Parábola de la mesa del rey
Aquella mañana salió Yéchua de la choza y se sentó bajo una higuera en la cumbre del monte Erab. Pronto lo rodeó la muchedumbre hambrienta, que lo había seguido desde el lago el día anterior. Calló largo rato, hasta que Yehuda, el discípulo predilecto, le rogó:
– Rabí, enseña a la multitud para que se marche en paz.
Él contestó:
– Enseñaré, pero mi lengua inquietará sus mentes. La paz llegará después.
Y dirigiéndose a la gente, enseñó la siguiente parábola:
Un rey era señor en una tierra que fue muy rica en cereales y ganado. Había sobrevenido una fuerte hambruna y sus súbditos desesperaban por falta de pan. El rey vestía de púrpura y lino, y celebraba espléndidos banquetes para sus familiares, pues en sus bodegas los granos se desbordaban. Un día la hija del rey salió del palacio y contempló la desolación de los mendigos.
Regresó a su padre y le dijo:
– Padre bueno, ¿hay lugar en tu mesa para un familiar más?
El rey se sorprendió, porque ya estaba presente toda su familia, pero respondió que sí. La hija trajo a un anciano hambriento que apenas podía sostenerse. Lo sentó a su derecha y le brindó pan y vino. El rey guardó silencio. La hija volvió a preguntar:
– Padre generoso, ¿hay aún lugar en tu mesa para otro pariente?
El rey accedió nuevamente. La hija trajo a una anciana casi muerta por falta de alimento, y la sentó a su izquierda, dándole de comer. El rey callaba. Levantose la hija una tercera vez y preguntó, con temblor en la voz:
– Padre magnánimo, ¿cuántos puestos hay en tu mesa para mis hermanos?
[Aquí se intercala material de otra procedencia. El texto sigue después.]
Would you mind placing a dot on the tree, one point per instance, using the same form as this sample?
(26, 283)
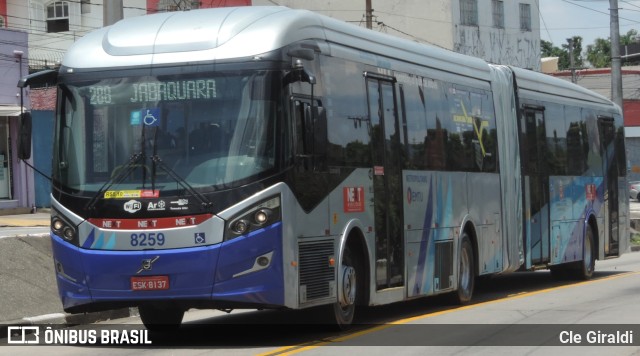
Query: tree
(599, 53)
(549, 50)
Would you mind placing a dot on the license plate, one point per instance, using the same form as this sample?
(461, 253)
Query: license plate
(149, 283)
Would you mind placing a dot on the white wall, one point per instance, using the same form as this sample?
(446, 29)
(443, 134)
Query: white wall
(30, 16)
(501, 46)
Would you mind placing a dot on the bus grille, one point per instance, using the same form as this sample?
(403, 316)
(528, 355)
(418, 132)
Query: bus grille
(317, 276)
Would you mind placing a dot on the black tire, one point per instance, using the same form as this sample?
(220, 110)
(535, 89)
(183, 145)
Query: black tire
(343, 310)
(161, 317)
(466, 272)
(584, 269)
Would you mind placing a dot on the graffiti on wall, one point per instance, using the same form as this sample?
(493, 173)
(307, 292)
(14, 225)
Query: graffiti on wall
(499, 47)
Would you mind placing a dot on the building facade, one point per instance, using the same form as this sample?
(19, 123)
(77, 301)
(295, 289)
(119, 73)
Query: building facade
(599, 80)
(16, 180)
(498, 31)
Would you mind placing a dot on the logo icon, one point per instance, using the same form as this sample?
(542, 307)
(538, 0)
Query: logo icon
(147, 264)
(23, 334)
(199, 238)
(132, 206)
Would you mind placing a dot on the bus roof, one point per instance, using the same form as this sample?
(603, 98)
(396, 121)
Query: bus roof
(237, 32)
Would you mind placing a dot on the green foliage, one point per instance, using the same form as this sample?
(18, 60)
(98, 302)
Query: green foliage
(599, 53)
(549, 50)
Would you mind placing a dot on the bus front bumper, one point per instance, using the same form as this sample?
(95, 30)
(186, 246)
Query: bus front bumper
(247, 270)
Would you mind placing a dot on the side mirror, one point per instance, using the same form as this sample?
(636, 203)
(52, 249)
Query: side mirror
(24, 136)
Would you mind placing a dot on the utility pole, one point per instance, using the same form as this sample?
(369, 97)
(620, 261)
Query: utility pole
(369, 14)
(572, 61)
(616, 65)
(111, 12)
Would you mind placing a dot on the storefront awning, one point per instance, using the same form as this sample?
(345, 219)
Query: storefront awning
(9, 110)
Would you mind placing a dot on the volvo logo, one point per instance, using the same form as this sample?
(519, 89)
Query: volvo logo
(147, 264)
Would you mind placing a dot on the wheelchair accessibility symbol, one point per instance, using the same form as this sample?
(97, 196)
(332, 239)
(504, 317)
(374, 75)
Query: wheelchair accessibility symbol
(152, 117)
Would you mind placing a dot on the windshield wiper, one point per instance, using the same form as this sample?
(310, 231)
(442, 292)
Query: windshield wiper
(117, 179)
(205, 203)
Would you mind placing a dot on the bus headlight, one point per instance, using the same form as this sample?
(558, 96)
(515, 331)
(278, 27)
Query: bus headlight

El rey contempló con tristeza las lágrimas en el rostro amado, se puso de pie y la abrazó. Movido a compasión, dijo:
– Perdóname, hija, pues he pecado
Ordenó a sus criados:
– Pronto, traed pan y vino. Buscad los becerros mejor cebados y matadles. Preparad un festín y traed a los hambrientos al banquete de mi mesa.
Buscando un cofre lleno de denarios, los entregó a su hija y dijo:
– Repartid esto entre tus hermanos.
En verdad os digo: el reino de los cielos es como la mesa infinita de este rey, y sus comensales verán el rostro del Padre.
Así habló Yéchua. El que tenga oídos para oír, que oiga.